The Indian-born British author was stabbed in the neck and abdomen at an event in New York’s Chautauqua Institution on Friday. A man rushed to the stage and lunged at the 75-year-old writer while he was being introduced to the audience. Rushdie is on a ventilator and will likely lose an eye, his agent said.
Rushdie has faced several death threats since his novel The Satanic Verses was published in 1988, as many Muslims consider it to be blasphemous.
Suzanne Nossel, the chief executive officer of PEN America, said the nonprofit literary organisation was “reeling from shock and horror” at the attack. Rushdie is a former president of PEN America, which advocates for writers’ freedom of expression around the world.
“We can think of no comparable incident of a public violent attack on a literary writer on American soil,” Nossel said. “Salman Rushdie has been targeted for his words for decades but has never flinched nor faltered. He has devoted tireless energy to assisting others who are vulnerable and menaced...We hope and believe fervently that his essential voice cannot and will not be silenced.”
Nossel added Rushdie had emailed her on Friday morning to help Ukrainian writers in need of safe refuge.
Ian McEwan, the Booker Prize winning author, said the “appalling attack” represents an assault on freedom of thought and speech.
“These are the freedoms that underpin all our rights and liberties,” he said. “Salman has been an inspirational defender of persecuted writers and journalists across the world. He is a fiery and generous spirit, a man of immense talent and courage and he will not be deterred.”
Author Taslima Nasreen, who was forced to flee her home in Bangladesh after a court said that she had hurt Muslims’ religious faith with her novel Lajja, said she was worried for the safety of others who were critical of Islam.
“I am really shocked,” she said. “I never thought it would happen. He has been living in the West, and he has been protected since 1989. If he is attacked, anyone who is critical of Islam can be attacked.”

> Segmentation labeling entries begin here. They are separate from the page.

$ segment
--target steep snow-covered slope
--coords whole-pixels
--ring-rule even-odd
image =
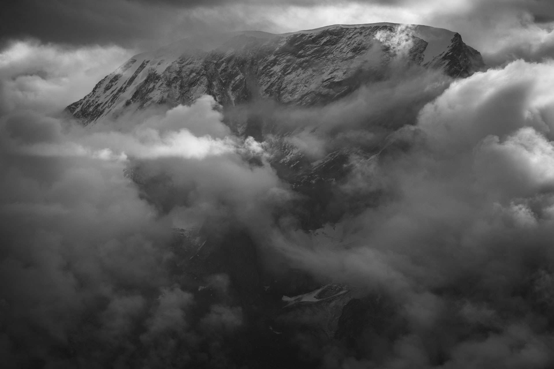
[[[151,105],[190,103],[204,94],[224,106],[253,99],[325,103],[382,77],[393,61],[465,77],[484,66],[458,33],[423,25],[335,25],[273,34],[247,31],[175,43],[133,56],[67,107],[87,124]]]

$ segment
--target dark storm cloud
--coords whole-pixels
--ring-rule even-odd
[[[295,3],[314,2],[293,0],[285,3]],[[0,41],[31,37],[73,45],[152,47],[149,41],[175,40],[173,34],[178,39],[198,32],[234,30],[257,24],[252,19],[255,17],[248,14],[217,10],[233,4],[260,4],[248,0],[9,0],[3,4],[0,13]],[[192,12],[199,8],[212,9],[215,14],[204,19]]]

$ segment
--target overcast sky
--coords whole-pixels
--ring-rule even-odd
[[[373,348],[388,347],[391,361],[381,367],[436,368],[438,361],[450,369],[553,367],[553,0],[3,6],[0,357],[8,358],[6,367],[78,367],[77,361],[166,368],[172,360],[204,360],[206,347],[221,359],[207,367],[229,367],[221,342],[250,324],[232,298],[235,282],[210,276],[201,287],[218,297],[203,306],[194,295],[200,282],[172,266],[182,265],[170,247],[172,227],[208,218],[247,229],[276,264],[286,260],[321,280],[393,302],[397,311],[387,316],[404,322],[402,333],[393,337],[373,325],[363,332],[382,335]],[[341,245],[316,238],[314,245],[322,245],[312,247],[292,210],[276,222],[297,194],[278,177],[263,144],[230,133],[211,96],[86,128],[57,115],[134,54],[196,34],[380,22],[459,32],[495,67],[451,84],[438,72],[400,74],[325,108],[272,117],[301,128],[316,122],[317,130],[308,127],[288,141],[312,158],[337,147],[373,147],[386,135],[379,156],[361,160],[352,151],[352,173],[334,188],[345,209],[360,209],[338,224],[350,237]],[[423,98],[428,103],[415,124],[393,134],[360,123],[395,112],[388,121],[402,127],[411,122],[407,107]],[[154,185],[139,190],[124,175],[129,169]],[[375,204],[375,193],[384,194],[382,203]],[[168,209],[160,211],[160,204]],[[369,365],[339,347],[305,346],[314,357],[336,356],[326,367]]]
[[[551,54],[553,20],[548,0],[8,0],[0,13],[0,36],[4,46],[31,37],[141,51],[198,33],[391,22],[458,32],[497,63]]]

The Norwegian publisher of The Satanic Verses, William Nygaard, said Rushdie has paid a high price, Reuters reported. Rushdie, he added, is a “leading author who has meant so much to literature”. Nygaard was shot and severely injured in 1993 at Oslo.
Rushdie’s publishers at Penguin Random House also criticised the attack. “We condemn this violent public assault, and our thoughts are with Salman and his family at this distressing time,” a statement from the publishing house read.

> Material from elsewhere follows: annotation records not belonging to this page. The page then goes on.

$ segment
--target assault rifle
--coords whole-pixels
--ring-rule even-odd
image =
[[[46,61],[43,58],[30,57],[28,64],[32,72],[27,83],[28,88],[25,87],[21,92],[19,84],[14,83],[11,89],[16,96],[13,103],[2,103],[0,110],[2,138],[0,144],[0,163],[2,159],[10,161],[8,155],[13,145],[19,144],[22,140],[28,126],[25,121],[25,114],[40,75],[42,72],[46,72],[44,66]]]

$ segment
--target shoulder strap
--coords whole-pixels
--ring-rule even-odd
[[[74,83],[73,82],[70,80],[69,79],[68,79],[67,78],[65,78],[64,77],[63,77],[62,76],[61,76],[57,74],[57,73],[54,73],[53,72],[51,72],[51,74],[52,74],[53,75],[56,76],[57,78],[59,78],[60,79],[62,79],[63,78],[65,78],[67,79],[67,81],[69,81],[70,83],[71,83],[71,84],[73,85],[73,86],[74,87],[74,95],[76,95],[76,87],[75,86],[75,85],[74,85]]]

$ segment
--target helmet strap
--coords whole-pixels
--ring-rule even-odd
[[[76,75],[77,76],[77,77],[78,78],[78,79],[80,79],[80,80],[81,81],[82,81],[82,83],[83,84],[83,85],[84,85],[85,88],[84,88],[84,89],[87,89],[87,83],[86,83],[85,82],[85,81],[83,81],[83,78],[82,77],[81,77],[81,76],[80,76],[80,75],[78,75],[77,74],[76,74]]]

Author Neil Gaiman said that he was “shocked and distressed” by the attack.
Congress leader Shashi Tharoor said he was “utterly horrified and shocked” by the attack on Rushdie. “I recognise that life for him can never be the same again,” he wrote on Twitter. “A sad day, worse if creative expression can no longer be free and open.”

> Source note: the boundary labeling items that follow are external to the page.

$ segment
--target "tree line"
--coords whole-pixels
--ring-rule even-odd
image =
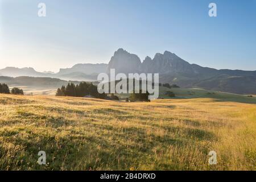
[[[13,88],[10,92],[9,87],[6,84],[0,84],[0,93],[24,95],[23,90],[16,87]]]
[[[67,86],[62,86],[57,89],[56,96],[84,97],[88,95],[97,98],[105,98],[105,93],[101,94],[98,92],[97,86],[92,83],[81,82],[79,84],[68,83]]]

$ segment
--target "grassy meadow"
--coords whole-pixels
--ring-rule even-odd
[[[256,170],[255,98],[175,92],[151,102],[0,94],[0,169]]]

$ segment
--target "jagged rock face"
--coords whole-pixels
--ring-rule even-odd
[[[135,55],[119,49],[111,58],[108,72],[111,68],[116,73],[159,73],[160,74],[186,73],[195,73],[191,65],[175,54],[165,51],[157,53],[153,60],[147,56],[142,63]]]
[[[108,73],[110,69],[115,69],[115,73],[133,73],[141,72],[141,59],[137,55],[119,49],[110,59],[108,67]]]
[[[147,70],[152,73],[166,74],[194,72],[189,63],[168,51],[165,51],[163,54],[157,53],[150,67]]]
[[[150,73],[152,68],[152,59],[148,56],[146,57],[141,66],[141,71],[144,73]]]

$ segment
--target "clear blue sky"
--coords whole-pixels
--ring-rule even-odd
[[[256,70],[256,0],[0,0],[0,68],[56,72],[108,63],[123,48],[142,60],[167,50],[202,66]]]

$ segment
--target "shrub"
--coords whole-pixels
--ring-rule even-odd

British Prime Minister Boris Johnson said he was appalled that Rushdie was stabbed “while exercising a right we should never cease to defend”.
French President Emmanuel Macron said Rushdie “embodied freedom and the fight against obscurantism”. The author was “the victim of a cowardly attack by the forces of hatred and barbarism”, he added.
New York Governor Kathy Hochul said that a state police officer had saved the author’s life by halting the attack. She praised the quick response of the authorities to what she described was a “horrific event”, adding that her thoughts were with Rushdie’s family and loved ones.
US Senator Charles E Schumer described the attack as shocking and appalling. He added, “It is an attack on freedom of speech and thought, which are two bedrock values of our country and of the Chautauqua Institution.”
Meanwhile, a spokesperson for the Council on American-Islamic Relations, raised concerns that people might rush to blame Muslims or Islam for the attack even as the suspect’s motive is not established yet, The New York Times reported. The organisation is the country’s largest Muslim human rights group.
“American Muslims, like all Americans, condemn any violence targeting anyone in our society,” the spokesperson, Ibrahim Hooper, said. “That goes without saying. We will have to monitor the situation and see what facts come to light.”
Friday’s attack on Rushdie took place more than 33 years after Iran’s late leader Ayatollah Ruhollah Khomeini issued a fatwa, or religious decree, calling for his death. The author, who currently lives in the United States, had been living under police protection for many years because of threats to his life.